Printing for a book is limited

The site is really designed to be viewed online, and has lots of beautiful ways to review your family tree, but I found the ability to print a hard copy for publishing a family book is very weak. You can print many things out to PDF’s, but there is no option to output to an editable document format like Microsoft Word or similar, and the page breaks may not be in ideal locations. The solution outlined is to export the data using GEDCOM, and then into some other software like RootsMagic and use their printed reports. This does work, but expect to spend some time re-organizing the extracted information a bit.

Even less popular genealogy software like RootsMagic, have the ability to extract the information into a “GEDCOM” file, which can then be imported into any other site.

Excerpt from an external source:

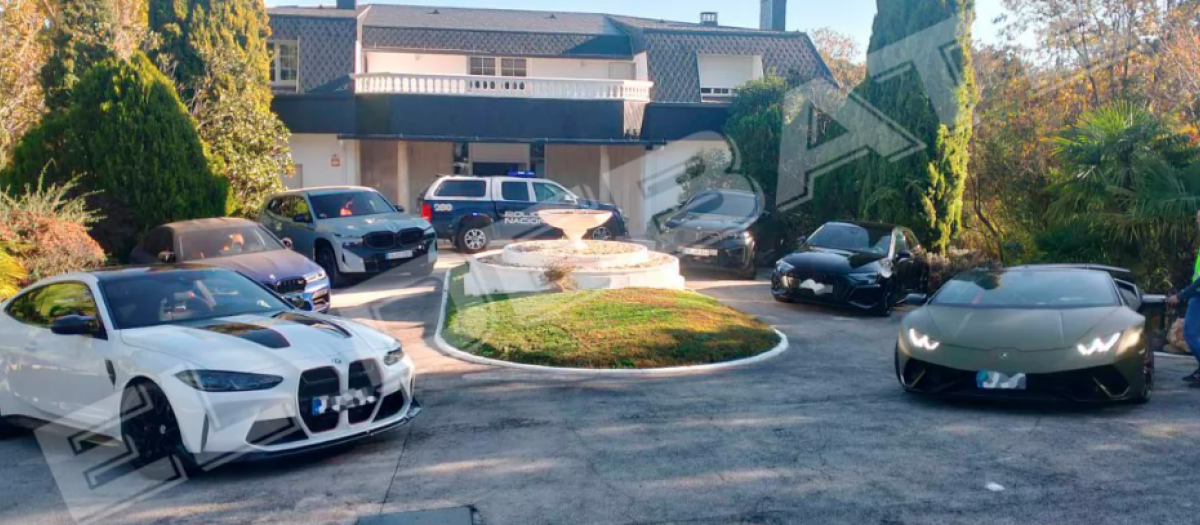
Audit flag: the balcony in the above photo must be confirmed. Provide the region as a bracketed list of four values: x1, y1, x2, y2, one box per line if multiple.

Security and Quality of Information

It is important to protect living people from the possibility of identity theft, if too much information is made available publicly. WikiTree DOES have good measures in place to help in that regard. You can set multiple levels of authority so that your immediate family can have access to things, that you don’t want the outside world to have access to.

A good balance seems to be in place to ensure its EASY to add your information, but at the same time measures are in place to ensure references with citations are added, which ensures a high quality of information. You need to earn your free credentials through online training, to be able to change information before 1700 and 1500 CE.

A supportive community is also in place to help with simple or deep questions.


Other popular genealogy software require a monthly subscription if you want to keep using it ($200/year or so). I did review them and tried their 14 day free trial, but was happy to see how well WikiTree worked.